Re: Spaces and Tabs in HTML documents

Tim Berners-Lee <timbl@www3.cern.ch>
Date: Wed, 16 Jun 93 09:42:22 +0200
From: Tim Berners-Lee <timbl@www3.cern.ch>
Message-id: <9306160742.AA03875@www3.cern.ch>
To: www-talk@nxoc01.cern.ch
Subject: Re: Spaces and Tabs in HTML documents 
Cc: www-talk@nxoc01.cern.ch, bernd@crnvma.cern.ch
Reply-To: timbl@nxoc01.cern.ch
>Date: Mon, 14 Jun 1993 23:20:56 -0500
>From: Tony Sanders <sanders@bsdi.com>
>
>How about having two <PRE> style tags.  One works just like existing  
<PRE>
>and another tag that (probably) doesn't use the fixed-width font but  
does
>preserves spaces and tabs as much as possible and allows full HTML  
mark-up.
>It will be the task of the browser to make this look good. 
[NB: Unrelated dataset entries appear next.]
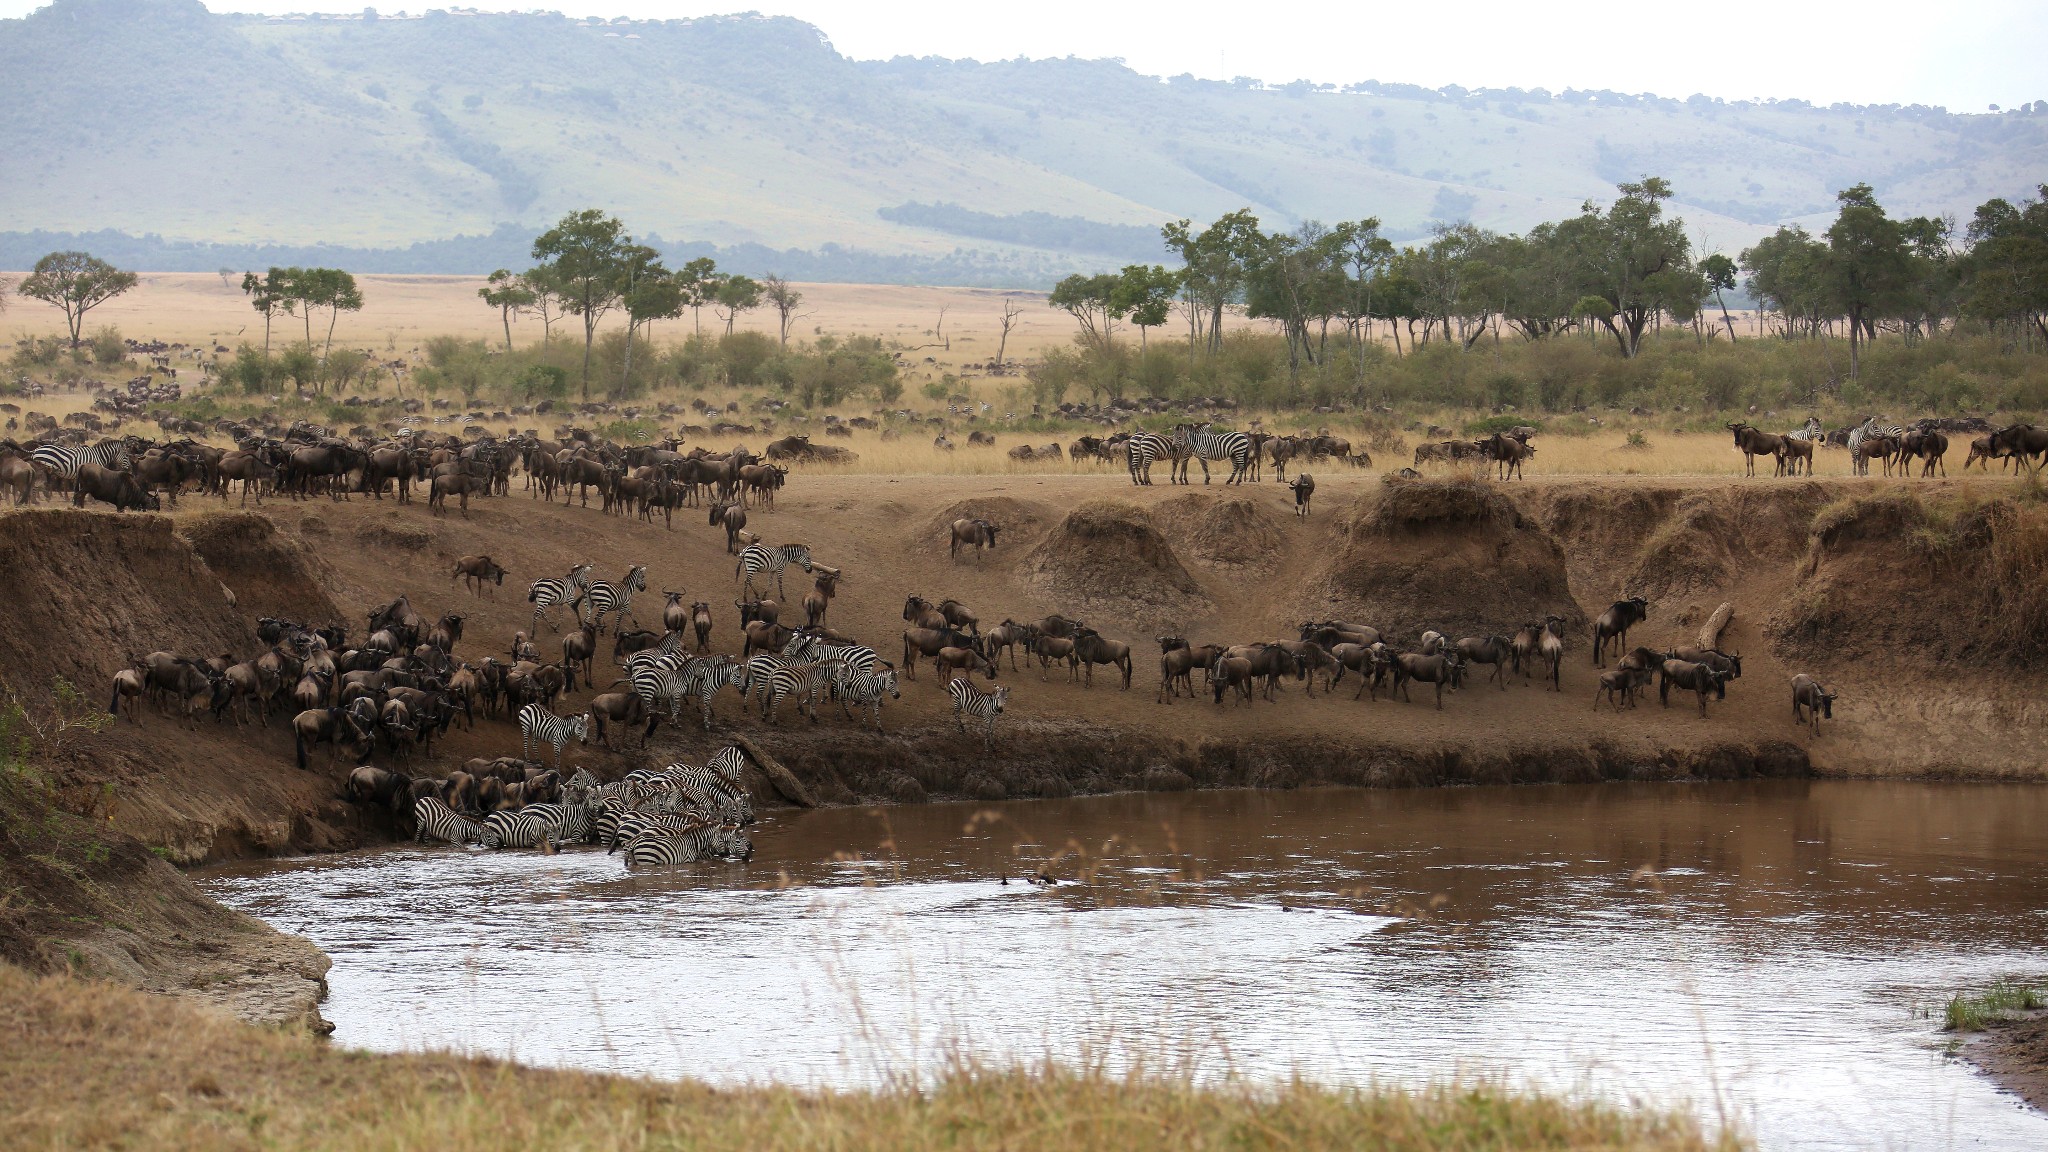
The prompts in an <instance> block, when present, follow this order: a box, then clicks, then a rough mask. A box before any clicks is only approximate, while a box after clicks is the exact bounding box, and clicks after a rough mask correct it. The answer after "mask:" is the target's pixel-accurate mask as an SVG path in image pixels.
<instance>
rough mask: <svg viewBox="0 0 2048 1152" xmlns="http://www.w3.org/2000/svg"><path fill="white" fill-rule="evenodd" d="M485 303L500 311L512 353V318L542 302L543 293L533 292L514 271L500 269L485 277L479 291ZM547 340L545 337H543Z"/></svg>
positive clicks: (524, 311) (506, 345) (499, 316)
mask: <svg viewBox="0 0 2048 1152" xmlns="http://www.w3.org/2000/svg"><path fill="white" fill-rule="evenodd" d="M477 295H479V297H481V299H483V303H487V305H492V307H496V310H498V318H500V320H504V326H506V351H508V353H510V351H512V318H514V316H518V314H522V312H526V310H528V307H532V305H535V303H539V301H541V293H537V291H532V285H528V283H526V277H520V275H516V273H512V269H498V271H496V273H492V275H489V277H485V285H483V287H479V289H477ZM543 340H545V336H543Z"/></svg>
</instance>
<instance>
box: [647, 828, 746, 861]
mask: <svg viewBox="0 0 2048 1152" xmlns="http://www.w3.org/2000/svg"><path fill="white" fill-rule="evenodd" d="M625 855H627V867H629V869H635V867H670V865H686V863H692V861H698V859H702V857H707V855H723V857H737V859H748V857H752V855H754V842H752V840H748V836H745V832H741V830H739V828H733V826H731V824H698V826H694V828H690V830H688V832H680V834H666V832H641V834H639V836H635V838H633V842H631V845H627V853H625Z"/></svg>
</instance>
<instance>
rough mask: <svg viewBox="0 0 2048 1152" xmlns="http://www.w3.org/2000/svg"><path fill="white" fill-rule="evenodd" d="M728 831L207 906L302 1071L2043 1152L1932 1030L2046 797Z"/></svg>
mask: <svg viewBox="0 0 2048 1152" xmlns="http://www.w3.org/2000/svg"><path fill="white" fill-rule="evenodd" d="M752 832H754V842H756V847H758V855H756V857H754V861H752V863H748V865H727V863H705V865H694V867H688V869H678V871H670V873H653V875H649V873H641V875H627V873H625V869H623V865H621V861H618V857H606V855H604V851H602V849H578V851H567V853H561V855H555V857H541V855H532V853H475V851H457V849H410V847H408V849H377V851H362V853H350V855H340V857H324V859H301V861H270V863H258V865H236V867H223V869H213V871H209V873H205V875H201V883H203V886H205V888H207V890H209V892H211V894H213V896H217V898H219V900H223V902H227V904H231V906H236V908H242V910H248V912H252V914H256V916H262V918H264V920H268V922H272V924H276V927H279V929H285V931H291V933H301V935H305V937H309V939H311V941H313V943H317V945H319V947H322V949H326V951H328V953H330V955H332V957H334V972H332V974H330V976H328V982H330V986H332V996H330V1000H328V1004H326V1006H324V1013H326V1015H328V1019H332V1021H334V1023H336V1033H334V1037H336V1041H340V1043H348V1045H360V1047H371V1050H418V1047H459V1050H469V1052H479V1054H494V1056H512V1058H518V1060H522V1062H530V1064H547V1066H573V1068H592V1070H614V1072H629V1074H653V1076H700V1078H709V1080H721V1082H739V1080H782V1082H799V1084H870V1082H877V1080H883V1078H887V1076H903V1074H918V1072H930V1070H932V1068H938V1066H942V1064H944V1062H946V1060H948V1056H954V1054H963V1052H965V1054H975V1056H991V1058H1036V1056H1047V1054H1051V1056H1057V1058H1067V1060H1075V1058H1102V1060H1108V1062H1112V1064H1120V1062H1126V1060H1147V1062H1169V1064H1176V1066H1194V1068H1196V1070H1198V1072H1202V1074H1225V1072H1237V1074H1247V1076H1284V1074H1290V1072H1303V1074H1307V1076H1315V1078H1323V1080H1337V1082H1372V1080H1378V1082H1401V1084H1419V1082H1427V1080H1442V1078H1452V1076H1505V1078H1509V1080H1511V1082H1524V1084H1540V1086H1556V1088H1567V1091H1581V1093H1591V1095H1599V1097H1606V1099H1616V1101H1638V1099H1640V1101H1653V1103H1661V1105H1690V1107H1696V1109H1700V1111H1702V1113H1704V1115H1708V1117H1710V1119H1712V1117H1726V1119H1729V1121H1733V1123H1739V1125H1741V1127H1743V1129H1747V1132H1751V1134H1753V1136H1757V1138H1759V1142H1761V1146H1763V1148H1774V1150H1776V1148H1800V1150H1804V1148H2034V1150H2038V1148H2048V1117H2042V1115H2038V1113H2030V1111H2025V1109H2021V1107H2019V1105H2017V1101H2015V1099H2013V1097H2009V1095H2003V1093H1999V1091H1997V1088H1993V1084H1991V1082H1989V1080H1985V1078H1982V1076H1978V1074H1976V1072H1972V1070H1970V1068H1968V1066H1964V1064H1960V1062H1956V1060H1952V1058H1948V1056H1946V1054H1944V1041H1946V1037H1944V1035H1942V1033H1939V1031H1937V1027H1939V1011H1942V1002H1944V1000H1946V996H1948V994H1950V992H1952V990H1956V988H1964V986H1976V984H1982V982H1989V980H1993V978H1997V976H2005V974H2023V976H2042V974H2048V883H2044V881H2048V787H2028V785H1942V783H1833V781H1821V783H1806V781H1759V783H1698V785H1669V783H1657V785H1612V783H1610V785H1583V787H1581V785H1571V787H1468V789H1417V791H1378V789H1305V791H1202V793H1147V795H1112V797H1083V799H1061V801H1016V804H934V806H913V808H887V810H862V808H844V810H823V812H776V814H772V816H768V818H764V820H762V822H760V824H758V826H756V828H752ZM1040 871H1042V873H1047V875H1053V877H1057V879H1059V883H1057V886H1053V888H1044V886H1038V883H1026V879H1024V877H1026V875H1036V873H1040ZM1006 875H1008V877H1010V881H1008V883H1001V877H1006Z"/></svg>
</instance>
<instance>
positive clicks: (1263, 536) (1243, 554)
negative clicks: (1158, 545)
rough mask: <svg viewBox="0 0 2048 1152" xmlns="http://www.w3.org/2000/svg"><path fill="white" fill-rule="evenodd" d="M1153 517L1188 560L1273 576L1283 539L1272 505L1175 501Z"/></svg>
mask: <svg viewBox="0 0 2048 1152" xmlns="http://www.w3.org/2000/svg"><path fill="white" fill-rule="evenodd" d="M1153 517H1155V519H1157V523H1159V525H1161V529H1163V531H1165V533H1167V537H1169V539H1174V541H1176V543H1178V545H1180V547H1182V549H1184V551H1186V553H1188V556H1192V558H1196V560H1202V562H1208V564H1217V566H1223V568H1249V570H1260V572H1264V570H1270V568H1272V566H1274V562H1276V560H1278V553H1280V547H1282V537H1280V529H1278V525H1276V521H1278V517H1276V515H1274V508H1272V506H1270V504H1262V502H1257V500H1251V498H1247V496H1225V498H1214V496H1206V494H1200V492H1188V494H1186V496H1174V498H1171V500H1165V502H1161V504H1159V506H1157V508H1153Z"/></svg>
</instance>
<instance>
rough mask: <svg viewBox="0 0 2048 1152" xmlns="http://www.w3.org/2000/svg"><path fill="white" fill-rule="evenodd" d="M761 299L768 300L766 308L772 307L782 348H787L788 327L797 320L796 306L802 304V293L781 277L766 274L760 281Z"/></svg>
mask: <svg viewBox="0 0 2048 1152" xmlns="http://www.w3.org/2000/svg"><path fill="white" fill-rule="evenodd" d="M762 297H766V299H768V307H774V314H776V328H778V330H780V332H782V346H784V348H786V346H788V326H791V324H795V320H797V305H801V303H803V293H801V291H797V289H793V287H791V285H788V281H784V279H782V277H778V275H774V273H768V277H764V279H762Z"/></svg>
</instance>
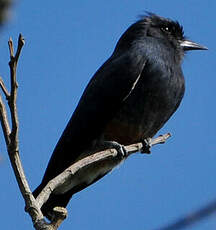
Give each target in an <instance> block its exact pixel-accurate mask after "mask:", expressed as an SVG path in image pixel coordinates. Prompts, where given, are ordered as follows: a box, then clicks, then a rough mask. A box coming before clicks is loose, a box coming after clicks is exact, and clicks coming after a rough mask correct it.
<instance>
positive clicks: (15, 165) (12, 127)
mask: <svg viewBox="0 0 216 230" xmlns="http://www.w3.org/2000/svg"><path fill="white" fill-rule="evenodd" d="M8 45H9V53H10V61H9V66H10V81H11V89H10V95H8V94H9V93H6V92H7V91H6V90H4V89H3V92H4V94H6V95H8V96H9V97H8V105H9V109H10V115H11V123H12V130H11V131H10V128H9V122H8V119H7V116H6V109H5V106H4V104H3V101H2V100H0V106H1V107H0V108H1V121H2V128H3V132H4V136H5V139H6V144H7V149H8V155H9V158H10V161H11V165H12V167H13V170H14V174H15V176H16V180H17V183H18V185H19V188H20V191H21V193H22V195H23V198H24V200H25V203H26V206H27V207H28V212H29V214H30V215H31V217H32V220H33V222H36V221H38V220H41V219H43V214H42V212H41V210H40V209H39V208H38V207H37V203H36V202H35V198H34V196H33V195H32V193H31V190H30V188H29V185H28V182H27V179H26V177H25V173H24V170H23V167H22V163H21V160H20V157H19V142H18V129H19V122H18V114H17V106H16V99H17V80H16V70H17V63H18V59H19V56H20V52H21V50H22V47H23V45H24V39H23V37H22V35H21V34H20V35H19V39H18V47H17V51H16V54H15V56H14V46H13V41H12V39H11V38H10V39H9V41H8ZM5 89H6V88H5Z"/></svg>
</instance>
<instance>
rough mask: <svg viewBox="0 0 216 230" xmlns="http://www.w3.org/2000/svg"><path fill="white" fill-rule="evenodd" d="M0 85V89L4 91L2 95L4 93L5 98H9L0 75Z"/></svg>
mask: <svg viewBox="0 0 216 230" xmlns="http://www.w3.org/2000/svg"><path fill="white" fill-rule="evenodd" d="M0 87H1V89H2V91H3V93H4V95H5V97H6V99H7V100H9V98H10V94H9V92H8V90H7V88H6V86H5V84H4V81H3V79H2V78H1V77H0Z"/></svg>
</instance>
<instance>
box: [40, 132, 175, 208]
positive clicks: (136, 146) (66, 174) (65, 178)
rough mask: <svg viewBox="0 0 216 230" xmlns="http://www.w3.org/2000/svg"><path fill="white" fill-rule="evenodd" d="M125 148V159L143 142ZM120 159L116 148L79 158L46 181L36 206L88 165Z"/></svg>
mask: <svg viewBox="0 0 216 230" xmlns="http://www.w3.org/2000/svg"><path fill="white" fill-rule="evenodd" d="M170 136H171V134H170V133H167V134H164V135H161V136H159V137H157V138H154V139H152V140H151V141H150V145H151V146H154V145H157V144H163V143H165V142H166V140H167V139H168V138H169V137H170ZM125 149H126V150H127V156H126V157H125V159H126V158H127V157H128V156H129V155H131V154H133V153H136V152H139V151H141V150H142V149H143V143H141V142H139V143H136V144H132V145H128V146H125ZM122 160H123V159H122V157H121V156H119V155H118V152H117V150H116V149H107V150H104V151H101V152H97V153H95V154H93V155H90V156H88V157H85V158H83V159H81V160H79V161H78V162H76V163H74V164H73V165H71V166H70V167H68V168H67V169H66V170H65V171H64V172H62V173H61V174H59V175H58V176H57V177H55V178H54V179H52V180H51V181H49V182H48V184H47V185H46V186H45V188H44V189H43V190H42V191H41V193H40V194H39V196H38V197H37V199H36V201H37V204H38V206H39V207H41V206H42V205H43V204H44V203H45V202H46V201H47V200H48V198H49V196H50V195H51V193H52V192H53V191H54V190H55V192H58V189H61V188H62V187H64V186H65V185H66V184H68V183H70V184H73V182H74V181H76V178H77V177H76V175H77V174H79V176H80V175H81V174H85V170H87V169H89V167H95V166H96V164H105V162H107V161H113V162H115V163H118V162H120V161H122Z"/></svg>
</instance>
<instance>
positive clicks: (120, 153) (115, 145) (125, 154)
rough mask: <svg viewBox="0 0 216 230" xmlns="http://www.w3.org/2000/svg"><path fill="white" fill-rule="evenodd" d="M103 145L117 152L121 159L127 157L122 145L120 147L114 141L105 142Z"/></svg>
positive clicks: (106, 141) (123, 146)
mask: <svg viewBox="0 0 216 230" xmlns="http://www.w3.org/2000/svg"><path fill="white" fill-rule="evenodd" d="M104 145H105V146H106V147H107V148H109V149H111V148H114V149H115V150H116V151H117V152H118V155H119V156H120V157H121V158H124V157H126V156H127V154H128V152H127V150H126V148H125V146H124V145H121V144H119V143H118V142H116V141H105V142H104Z"/></svg>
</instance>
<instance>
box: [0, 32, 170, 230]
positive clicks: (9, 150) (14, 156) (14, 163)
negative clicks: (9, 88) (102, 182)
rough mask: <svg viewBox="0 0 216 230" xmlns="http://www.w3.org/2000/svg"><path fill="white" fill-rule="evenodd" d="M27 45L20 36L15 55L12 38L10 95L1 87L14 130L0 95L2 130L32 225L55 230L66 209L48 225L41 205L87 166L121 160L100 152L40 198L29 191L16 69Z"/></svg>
mask: <svg viewBox="0 0 216 230" xmlns="http://www.w3.org/2000/svg"><path fill="white" fill-rule="evenodd" d="M24 44H25V40H24V38H23V36H22V35H21V34H20V35H19V39H18V46H17V50H16V53H15V52H14V45H13V41H12V39H11V38H10V39H9V41H8V46H9V54H10V61H9V67H10V92H9V91H8V90H7V87H6V86H5V84H4V81H3V79H2V78H1V77H0V88H1V89H2V92H3V94H4V96H5V98H6V100H7V102H8V106H9V109H10V118H11V128H10V125H9V121H8V116H7V110H6V106H5V103H4V102H3V99H2V96H1V95H0V122H1V126H2V129H3V134H4V138H5V142H6V145H7V151H8V155H9V158H10V161H11V165H12V167H13V171H14V174H15V177H16V180H17V183H18V185H19V188H20V191H21V193H22V196H23V198H24V200H25V205H26V209H25V210H26V212H28V213H29V215H30V216H31V218H32V222H33V224H34V227H35V229H36V230H56V229H57V228H58V227H59V226H60V224H61V223H62V221H63V220H64V219H65V218H66V217H67V210H66V209H65V208H62V207H55V208H54V212H55V213H56V215H55V218H54V220H53V221H52V222H51V223H47V222H46V220H45V218H44V216H43V214H42V212H41V209H40V208H41V206H42V205H43V204H44V203H45V202H46V201H47V200H48V198H49V196H50V194H51V192H52V191H54V190H57V189H58V188H60V187H61V186H62V185H63V184H64V183H67V181H68V180H70V181H71V178H72V179H73V178H74V179H75V178H76V174H77V173H78V172H80V171H82V170H85V168H86V167H89V166H90V165H92V164H97V163H101V161H106V160H107V159H110V158H111V159H112V160H114V161H115V160H116V161H119V156H118V153H117V151H116V150H115V149H108V150H105V151H102V152H97V153H95V154H93V155H91V156H88V157H86V158H84V159H81V160H79V161H78V162H76V163H75V164H73V165H71V166H70V167H69V168H67V169H66V170H65V171H64V172H62V173H61V174H60V175H58V176H57V177H55V178H54V179H52V180H51V181H50V182H49V183H48V184H47V186H46V187H45V188H44V189H43V190H42V192H41V193H40V195H39V196H38V197H37V199H35V198H34V196H33V195H32V192H31V190H30V188H29V184H28V181H27V179H26V176H25V173H24V170H23V167H22V163H21V160H20V157H19V140H18V131H19V121H18V114H17V105H16V100H17V88H18V84H17V79H16V70H17V64H18V60H19V57H20V54H21V50H22V48H23V46H24ZM170 136H171V135H170V134H169V133H168V134H165V135H161V136H159V137H157V138H155V139H151V140H150V146H154V145H156V144H161V143H164V142H165V141H166V140H167V139H168V138H169V137H170ZM143 147H144V146H143V143H141V142H140V143H136V144H132V145H129V146H125V149H126V150H127V152H128V155H127V156H126V157H128V156H129V155H131V154H133V153H135V152H138V151H141V150H142V149H143Z"/></svg>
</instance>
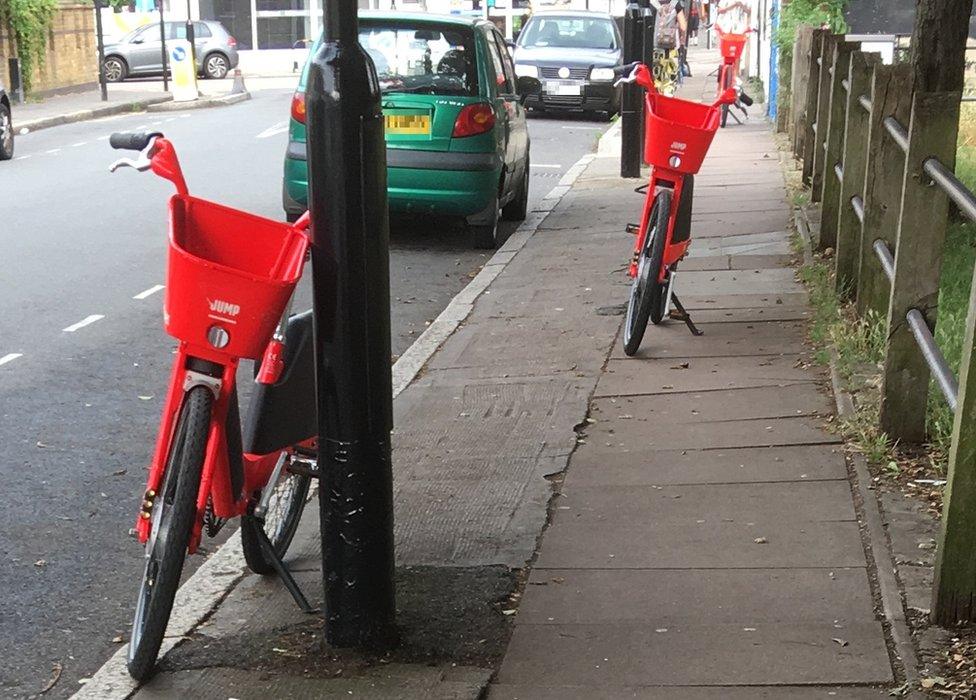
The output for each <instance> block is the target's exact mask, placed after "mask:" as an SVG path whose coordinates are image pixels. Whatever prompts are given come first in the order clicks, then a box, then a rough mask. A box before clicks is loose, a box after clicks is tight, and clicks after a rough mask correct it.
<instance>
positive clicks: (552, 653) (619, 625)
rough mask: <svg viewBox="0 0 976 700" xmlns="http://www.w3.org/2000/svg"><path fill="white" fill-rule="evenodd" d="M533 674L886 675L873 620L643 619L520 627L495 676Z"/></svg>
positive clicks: (568, 674)
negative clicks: (842, 628) (637, 620)
mask: <svg viewBox="0 0 976 700" xmlns="http://www.w3.org/2000/svg"><path fill="white" fill-rule="evenodd" d="M657 629H665V628H663V627H662V628H657ZM834 639H842V640H843V641H844V642H846V644H845V645H841V644H839V643H837V642H835V641H833V640H834ZM692 659H693V660H694V661H693V662H692V661H691V660H692ZM774 660H775V661H774ZM539 678H556V679H559V680H560V682H562V683H566V684H568V685H582V686H591V687H605V686H606V685H608V684H615V685H655V684H660V685H665V684H667V685H671V684H673V685H716V686H721V685H788V684H804V683H808V684H822V683H884V682H888V681H890V680H892V676H891V668H890V666H889V664H888V652H887V649H886V648H885V645H884V640H883V635H882V633H881V625H880V623H876V622H862V623H858V624H852V625H849V626H847V627H845V628H844V629H843V630H838V629H836V628H834V627H833V626H832V625H792V624H784V625H759V626H758V627H756V628H755V631H752V629H751V628H750V629H748V630H747V629H744V628H743V626H741V625H710V626H708V627H689V628H684V627H680V626H678V627H668V628H666V631H665V632H657V631H655V628H652V627H650V626H647V625H641V626H631V625H627V626H625V625H520V626H518V627H516V630H515V634H514V636H513V638H512V643H511V646H510V647H509V653H508V654H507V655H506V657H505V661H504V662H503V663H502V667H501V669H500V670H499V672H498V676H497V680H498V682H499V683H526V682H532V681H535V680H537V679H539Z"/></svg>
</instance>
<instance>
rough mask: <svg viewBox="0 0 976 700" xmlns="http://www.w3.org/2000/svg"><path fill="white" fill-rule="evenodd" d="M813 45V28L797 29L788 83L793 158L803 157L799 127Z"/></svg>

	I am sceptical.   The significance of HT (the character)
	in PRE (the element) is to go to the "next" tab stop
	after the current position.
	If you don't know the relative font sizes, you can't predict
	where you will be, and so what the next stop will be.
	Any tabbing arrangement which allows variable width
	characters must therefore change the significance to
	"go to the left most tab stop you haven't used so far"
	and wrap the text when it reaches a tab stop by itself.
	Now we have tables.  And when we have tables, we will need
	lines in them of various types, and column headings and
	things.  And it will be good but it won't be tabs.


...[...]....
>shooting ourselves in the foot.  SGML bigots are missing the big  
picture,
>99.999% of the existing data *doesn't have* semantic information and  
no
>one gives a shaving cream about it; we just want it online and some  
of us
>would like to access it via hypertext.
...
>--sanders


	Nicely put! :-)
	HTML has to bridge between the 99.999% and rendering-
	free SGML whose justification we also all know.